The majority of pituitary tumoirs are sporadic; however, in children more commonly than in adults they can be part of a genetic condition predisposing the sufferer to pituitary and other tumours. Even sporadic tumours may harbour significant genetic abnormalities. Most pituitary tumours are monoclonal lesions and modifications in expression of various oncogenes or tumour suppressor genes, including GNAS, pituitary tumour transforming gene (PTTG), HMGA2 and FGFR-4, have been identified.9,10 Pituitary tumour development and cell growth are probably influenced by both pituitary and hypothalamic factors.1,11,12 Other factors and genetic events seem to be implicated in pituitary cell clonal expansion, and oncogene activation is necessary to propagate tumour growth.9,13 An example of this secondary phenomenon is the widespread presence of GNAS-activating mutations in sporadic growth hormone (GH)-secreting pituitary tumours (in up to 40% of all such lesions).14

Adrenal corticotrophic hormone (ACTH)-producing adenomas are the most common functional pituitary tumours in early childhood, although they are still considerably rare.
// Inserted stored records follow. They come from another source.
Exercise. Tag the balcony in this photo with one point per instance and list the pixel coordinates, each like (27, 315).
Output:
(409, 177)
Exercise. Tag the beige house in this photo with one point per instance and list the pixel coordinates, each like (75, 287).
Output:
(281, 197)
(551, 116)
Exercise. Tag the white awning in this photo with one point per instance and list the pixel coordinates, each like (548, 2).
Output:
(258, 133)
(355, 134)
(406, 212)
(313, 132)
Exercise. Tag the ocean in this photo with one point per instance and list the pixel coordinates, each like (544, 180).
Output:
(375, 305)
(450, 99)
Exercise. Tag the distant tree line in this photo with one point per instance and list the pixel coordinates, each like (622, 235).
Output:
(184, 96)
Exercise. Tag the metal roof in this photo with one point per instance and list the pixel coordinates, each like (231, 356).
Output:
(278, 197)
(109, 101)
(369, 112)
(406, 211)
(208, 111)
No genetic defects have been consistently associated with childhood corticotropinomas, which only rarely occur in the familial setting, and even then occur most commonly in the context of multiple endocrine neoplasia type 1 (MEN1).15–17 The second most frequently found functional pituitary tumours in early childhood are GH- and/or prolactin (PRL)-secreting, and in children these tumours almost always occur in the familial setting or in the context of known genetic defects, i.e. GNAS, menin, PRKAR1A, AIP and p27 (CDKN1B) mutations.6,18–23 In late childhood, adolescence and adulthood, somato- and/or mammotropinomas are significantly more frequent than corticotropinomas.24

The most common type of pituitary adenoma in pre-pubescent children is corticotropinomas; however, their frequency decreases during puberty and in late adolescence, when prolactinomas become more prevalent. The cumulative incidence of corticotropinomas (Cushing’s disease) in children does not exceed one-tenth of the annual incidence of two to five new cases of Cushing’s syndrome per million people per year.7,24,25 Typically, corticotroph adenomas are significantly smaller than other types of pituitary tumour (usually 3mm or less). Rarely, they can be exophytic, growing into the subarachnoid space, or invade the cavernous sinus or wall. In addition, there are case reports of tumours that originate in the posterior lobe.26,27

Clinical Presentation, Evaluation and Treatment
In children, the most characteristic clinical presentation of Cushing’s disease is significant weight gain concomitant with a decrease in linear height velocity. Other typical symptoms include headaches, delayed pubertal development and amenorrhoea (despite significant virilisation and hirsuitism), hypertension and glucose intolerance. Children and younger adolescents usually do not report problems with sleep disruption, muscle weakness or memory or cognition compared with older adolescents and adults with Cushing’s disease.28

Our group recently suggested a three-day inpatient evaluation of children suspected to have Cushing’s syndrome for confirmation of the diagnosis and investigation of corticotropinoma.29 A midnight serum cortisol value of ≥4.4ug/dl confirmed the diagnosis of Cushing’s syndrome in all children (with a sensitivity of 99% and specificity of 100%). Morning corticotropin levels were elevated in patients with Cushing’s disease (median 18pg/ml); a cut-off value of 29pg/ml had 100% specificity and 70% sensitivity. A decrease in morning cortisol of ≥20% with the high-dose overnight dexamethasone suppression test (120ug/kg, maximum dose 8ug) provided the highest sensitivity (97.5%) in differentiating between Cushing’s disease and primary adrenal disorders (see Figure 1). Magnetic resonance imaging (MRI) of the pituitary gland identified a lesion in 63% of patients, and CT imaging of the adrenals showed bilateral adrenal hyperplasia in 53% of children with Cushing’s disease. Bilateral inferior petrosal sinus sampling is usually reserved for patients with confirmed ACTH-dependent Cushing’s syndrome and a negative pituitary MRI, or, in situations where there is inconsistency in biochemical data, to exclude an ectopic source of ACTH production. Our group recently reported that in an experienced centre, bilateral inferior petrosal venous sampling (BIPSS) was safe; however, lateralisation of the ACTH gradient during BIPSS is a poor predictor of lateralisation of the tumour.30

Figure 1: Algorithm for Evaluation of Cushing’s Syndrome in Children

ACTH = adrenocorticotropic hormone; CRH = corticotropin-releasing hormone.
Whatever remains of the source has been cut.